Troisième exemple : la francophonie c’est aussi une base d’influence. J’étais il y a quinze jours à Moscou. Moscou en ce moment, c’est le flou dans l’incertain, ou le contraire, comme vous voudrez. Quand vous voulez rencontrer un fonctionnaire, ce n’est pas très facile, ils sont tous sur des sièges éjectables, ils ne savent pas ce qui va se passer dans quinze jours, dans trois mois, et ils ne sont pas forcément enthousiastes pour rencontrer des interlocuteurs étrangers. Il fallait absolument que je rencontre l’acheteur soviétique ou ex-soviétique, dont je savais qu’il allait devenir dans les semaines ou les mois à venir, l’acheteur russe. Cet homme s’était fait porter pâle. Il était officiellement malade. Comment le rencontrer ? Et je me suis souvenu qu’il y a deux ans, dans un congrès, j’avais rencontré une pédiatre russe francophone, avec laquelle j’avais sympathisé simplement parce qu’elle parlait le français.

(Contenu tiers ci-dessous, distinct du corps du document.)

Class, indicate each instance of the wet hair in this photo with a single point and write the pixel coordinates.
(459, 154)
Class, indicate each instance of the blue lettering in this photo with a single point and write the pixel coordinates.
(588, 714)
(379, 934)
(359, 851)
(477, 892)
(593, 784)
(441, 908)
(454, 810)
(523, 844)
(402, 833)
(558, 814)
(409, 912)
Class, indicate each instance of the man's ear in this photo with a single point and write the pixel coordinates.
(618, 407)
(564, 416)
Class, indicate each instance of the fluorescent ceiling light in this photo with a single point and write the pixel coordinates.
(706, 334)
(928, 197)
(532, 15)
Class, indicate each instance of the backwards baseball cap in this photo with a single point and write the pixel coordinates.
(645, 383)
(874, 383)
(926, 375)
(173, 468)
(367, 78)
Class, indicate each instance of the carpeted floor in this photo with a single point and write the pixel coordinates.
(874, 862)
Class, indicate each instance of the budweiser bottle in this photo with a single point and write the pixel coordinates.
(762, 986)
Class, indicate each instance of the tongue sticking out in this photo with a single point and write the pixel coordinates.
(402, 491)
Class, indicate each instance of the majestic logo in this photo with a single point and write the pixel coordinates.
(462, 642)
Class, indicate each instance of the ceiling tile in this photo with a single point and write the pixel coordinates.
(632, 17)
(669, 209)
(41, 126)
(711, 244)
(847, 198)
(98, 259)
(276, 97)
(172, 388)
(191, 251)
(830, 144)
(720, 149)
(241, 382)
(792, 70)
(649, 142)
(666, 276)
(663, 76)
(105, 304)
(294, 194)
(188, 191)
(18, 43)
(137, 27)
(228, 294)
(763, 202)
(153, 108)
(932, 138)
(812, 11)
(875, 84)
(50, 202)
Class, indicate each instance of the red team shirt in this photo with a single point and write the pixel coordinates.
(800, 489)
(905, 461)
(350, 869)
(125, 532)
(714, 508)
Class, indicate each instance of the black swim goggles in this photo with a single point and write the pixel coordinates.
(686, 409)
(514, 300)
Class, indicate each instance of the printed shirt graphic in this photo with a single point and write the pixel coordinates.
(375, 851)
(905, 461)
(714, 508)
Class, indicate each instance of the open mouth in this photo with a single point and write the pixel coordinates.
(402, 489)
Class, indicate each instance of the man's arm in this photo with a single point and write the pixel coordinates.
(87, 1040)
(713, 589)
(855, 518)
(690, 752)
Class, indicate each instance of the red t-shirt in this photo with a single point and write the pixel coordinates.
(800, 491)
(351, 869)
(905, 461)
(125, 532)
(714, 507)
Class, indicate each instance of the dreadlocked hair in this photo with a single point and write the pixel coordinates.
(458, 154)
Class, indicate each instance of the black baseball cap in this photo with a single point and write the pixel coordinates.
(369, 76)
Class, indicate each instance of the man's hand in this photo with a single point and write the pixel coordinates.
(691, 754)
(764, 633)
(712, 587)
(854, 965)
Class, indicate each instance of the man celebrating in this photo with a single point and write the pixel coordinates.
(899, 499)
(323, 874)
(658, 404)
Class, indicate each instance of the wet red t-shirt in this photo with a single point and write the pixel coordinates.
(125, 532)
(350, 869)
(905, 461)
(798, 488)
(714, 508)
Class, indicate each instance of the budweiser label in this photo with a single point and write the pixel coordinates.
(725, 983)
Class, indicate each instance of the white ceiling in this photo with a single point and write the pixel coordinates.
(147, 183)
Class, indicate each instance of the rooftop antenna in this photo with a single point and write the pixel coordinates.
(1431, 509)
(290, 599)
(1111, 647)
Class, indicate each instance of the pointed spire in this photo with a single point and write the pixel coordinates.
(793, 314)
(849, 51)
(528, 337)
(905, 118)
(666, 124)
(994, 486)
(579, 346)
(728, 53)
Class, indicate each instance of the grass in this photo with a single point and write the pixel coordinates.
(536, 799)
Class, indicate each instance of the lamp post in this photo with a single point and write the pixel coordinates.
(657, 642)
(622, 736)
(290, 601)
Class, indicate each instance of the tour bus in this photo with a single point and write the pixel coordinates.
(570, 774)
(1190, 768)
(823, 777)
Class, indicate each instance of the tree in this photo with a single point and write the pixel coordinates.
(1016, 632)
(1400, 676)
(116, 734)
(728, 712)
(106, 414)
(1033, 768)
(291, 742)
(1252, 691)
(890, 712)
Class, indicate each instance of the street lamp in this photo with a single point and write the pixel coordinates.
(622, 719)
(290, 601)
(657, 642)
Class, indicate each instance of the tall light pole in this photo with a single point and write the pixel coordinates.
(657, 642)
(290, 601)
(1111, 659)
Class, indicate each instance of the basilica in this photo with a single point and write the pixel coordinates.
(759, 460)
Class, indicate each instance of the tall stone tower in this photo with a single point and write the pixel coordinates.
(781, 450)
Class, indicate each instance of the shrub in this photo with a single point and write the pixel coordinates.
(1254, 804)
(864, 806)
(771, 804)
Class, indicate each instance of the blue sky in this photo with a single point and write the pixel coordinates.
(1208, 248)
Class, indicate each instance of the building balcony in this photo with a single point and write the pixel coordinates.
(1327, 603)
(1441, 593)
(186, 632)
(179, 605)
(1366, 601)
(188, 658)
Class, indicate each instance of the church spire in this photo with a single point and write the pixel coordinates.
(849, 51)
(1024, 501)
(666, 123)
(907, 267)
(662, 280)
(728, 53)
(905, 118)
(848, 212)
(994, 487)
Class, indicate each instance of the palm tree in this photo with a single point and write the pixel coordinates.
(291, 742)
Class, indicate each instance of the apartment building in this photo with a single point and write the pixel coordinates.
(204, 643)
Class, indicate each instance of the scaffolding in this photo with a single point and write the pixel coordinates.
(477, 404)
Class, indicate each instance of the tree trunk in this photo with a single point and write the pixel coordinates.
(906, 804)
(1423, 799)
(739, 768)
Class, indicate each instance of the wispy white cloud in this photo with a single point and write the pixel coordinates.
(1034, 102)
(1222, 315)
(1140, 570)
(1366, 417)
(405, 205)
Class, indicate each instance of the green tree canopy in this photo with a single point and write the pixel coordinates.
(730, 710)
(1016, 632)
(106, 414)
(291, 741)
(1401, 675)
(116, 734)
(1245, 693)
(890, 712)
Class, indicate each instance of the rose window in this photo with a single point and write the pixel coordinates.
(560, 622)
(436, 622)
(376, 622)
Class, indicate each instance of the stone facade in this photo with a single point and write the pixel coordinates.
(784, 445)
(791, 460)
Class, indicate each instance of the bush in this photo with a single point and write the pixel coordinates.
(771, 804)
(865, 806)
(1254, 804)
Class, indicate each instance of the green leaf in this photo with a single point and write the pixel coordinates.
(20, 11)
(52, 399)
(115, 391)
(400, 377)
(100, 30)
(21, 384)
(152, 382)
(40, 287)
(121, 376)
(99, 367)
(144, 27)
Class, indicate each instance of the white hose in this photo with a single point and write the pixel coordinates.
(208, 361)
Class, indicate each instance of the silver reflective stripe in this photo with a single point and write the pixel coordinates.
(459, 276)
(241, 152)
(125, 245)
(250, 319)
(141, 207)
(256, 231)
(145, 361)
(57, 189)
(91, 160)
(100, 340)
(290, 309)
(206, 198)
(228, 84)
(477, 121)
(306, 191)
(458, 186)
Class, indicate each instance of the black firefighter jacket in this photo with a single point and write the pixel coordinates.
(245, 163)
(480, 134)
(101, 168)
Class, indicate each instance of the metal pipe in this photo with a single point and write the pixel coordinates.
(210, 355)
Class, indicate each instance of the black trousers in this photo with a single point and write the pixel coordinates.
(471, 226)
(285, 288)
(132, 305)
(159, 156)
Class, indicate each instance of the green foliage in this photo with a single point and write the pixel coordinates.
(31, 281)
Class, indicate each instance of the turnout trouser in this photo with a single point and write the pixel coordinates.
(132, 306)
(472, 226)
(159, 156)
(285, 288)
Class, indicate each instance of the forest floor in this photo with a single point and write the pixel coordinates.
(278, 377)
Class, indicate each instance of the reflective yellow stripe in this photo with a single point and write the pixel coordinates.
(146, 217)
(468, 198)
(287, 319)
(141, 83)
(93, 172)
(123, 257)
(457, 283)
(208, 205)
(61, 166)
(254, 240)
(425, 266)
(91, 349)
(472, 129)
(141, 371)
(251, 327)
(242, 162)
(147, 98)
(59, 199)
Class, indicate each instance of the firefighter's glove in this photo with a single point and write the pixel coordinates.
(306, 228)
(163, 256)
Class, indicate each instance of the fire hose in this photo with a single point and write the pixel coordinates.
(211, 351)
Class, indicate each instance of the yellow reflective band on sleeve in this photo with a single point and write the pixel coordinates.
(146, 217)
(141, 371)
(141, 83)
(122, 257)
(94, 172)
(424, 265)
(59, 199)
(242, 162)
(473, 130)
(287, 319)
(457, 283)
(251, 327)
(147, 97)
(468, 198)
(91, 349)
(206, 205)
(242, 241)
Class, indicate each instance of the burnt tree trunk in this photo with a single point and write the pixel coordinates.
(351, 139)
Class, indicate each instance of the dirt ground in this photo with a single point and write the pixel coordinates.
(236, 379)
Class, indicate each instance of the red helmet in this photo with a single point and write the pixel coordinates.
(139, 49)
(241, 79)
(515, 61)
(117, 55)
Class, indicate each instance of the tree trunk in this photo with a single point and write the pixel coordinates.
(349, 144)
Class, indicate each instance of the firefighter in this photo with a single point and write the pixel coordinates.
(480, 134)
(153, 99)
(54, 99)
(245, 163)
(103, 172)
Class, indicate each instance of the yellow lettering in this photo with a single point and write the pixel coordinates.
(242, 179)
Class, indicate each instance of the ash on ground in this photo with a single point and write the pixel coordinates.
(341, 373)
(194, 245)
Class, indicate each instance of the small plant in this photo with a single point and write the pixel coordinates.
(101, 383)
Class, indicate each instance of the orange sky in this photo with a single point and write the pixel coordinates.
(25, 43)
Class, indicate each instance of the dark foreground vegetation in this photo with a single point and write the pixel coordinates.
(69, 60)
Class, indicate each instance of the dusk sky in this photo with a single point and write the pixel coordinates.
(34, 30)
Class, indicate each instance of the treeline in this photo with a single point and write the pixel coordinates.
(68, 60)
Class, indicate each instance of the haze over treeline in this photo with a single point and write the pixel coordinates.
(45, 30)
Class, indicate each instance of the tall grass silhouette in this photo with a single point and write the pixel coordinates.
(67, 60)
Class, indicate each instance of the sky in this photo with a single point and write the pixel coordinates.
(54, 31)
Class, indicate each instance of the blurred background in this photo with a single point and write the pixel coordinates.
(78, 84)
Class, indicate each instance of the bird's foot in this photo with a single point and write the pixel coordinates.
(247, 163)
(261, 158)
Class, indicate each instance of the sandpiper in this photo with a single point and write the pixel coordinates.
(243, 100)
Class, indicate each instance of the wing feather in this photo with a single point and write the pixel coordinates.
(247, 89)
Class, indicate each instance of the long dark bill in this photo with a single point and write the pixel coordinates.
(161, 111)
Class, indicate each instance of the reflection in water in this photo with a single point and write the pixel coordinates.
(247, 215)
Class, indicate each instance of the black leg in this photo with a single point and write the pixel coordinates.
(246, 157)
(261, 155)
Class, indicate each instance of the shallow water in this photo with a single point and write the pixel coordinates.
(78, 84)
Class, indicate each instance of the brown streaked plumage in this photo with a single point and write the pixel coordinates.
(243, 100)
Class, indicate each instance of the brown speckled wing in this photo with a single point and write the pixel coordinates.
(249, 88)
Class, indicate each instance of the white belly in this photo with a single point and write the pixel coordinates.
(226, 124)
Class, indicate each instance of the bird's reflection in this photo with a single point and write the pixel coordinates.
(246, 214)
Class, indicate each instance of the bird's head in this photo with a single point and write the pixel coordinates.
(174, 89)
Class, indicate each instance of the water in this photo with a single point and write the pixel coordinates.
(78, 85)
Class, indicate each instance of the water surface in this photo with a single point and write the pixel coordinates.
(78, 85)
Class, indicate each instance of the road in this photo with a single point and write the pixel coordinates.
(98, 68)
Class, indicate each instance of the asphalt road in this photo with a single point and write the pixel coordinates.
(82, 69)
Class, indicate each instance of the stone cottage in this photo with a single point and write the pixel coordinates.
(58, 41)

J’avais encore son numéro de téléphone, je l’ai appelée, et cette dame entre temps était devenue vice-Premier ministre du gouvernement russe. Elle se souvenait de moi. Elle m’a dit: "je vais m’occuper de votre affaire". Je l’ai rencontrée à la Maison Blanche, là où Boris Eltsine avait rameuté ses troupes lors du putsch. Elle a décroché son téléphone, elle a appelé cet homme chez lui, qui tout d’un coup n’était plus malade, et je l’ai rencontré le lendemain à onze heures. Ce qui prouve que le français peut parfois aussi servir directement de levier.

Ces quelques exemples, pour montrer que la communauté francophone et la connivence francophone ne s’exercent pas uniquement dans le monde francophone immédiat, elles s’exercent aussi dans des pays comme la Corée, la Bulgarie, la Russie, qui ne sont pas des pays francophones dans une très large proportion. Et si j’employais le mot de connivence, c’est je crois, la meilleure définition que je puisse trouver de l’état d’esprit commun entre ces personnes et moi-même. Et j’ai eu la curiosité de regarder ce matin dans mon Littré à connivence, et j’ai trouvé l’adjectif connivent, qui est employé en botanique au sens de "qui se touche par la racine sans se souder" ; sans se souder, en gardant ses différences, mais qui se touche par sa racine. Je crois que c’est une bonne définition de la francophonie. Je vous remercie.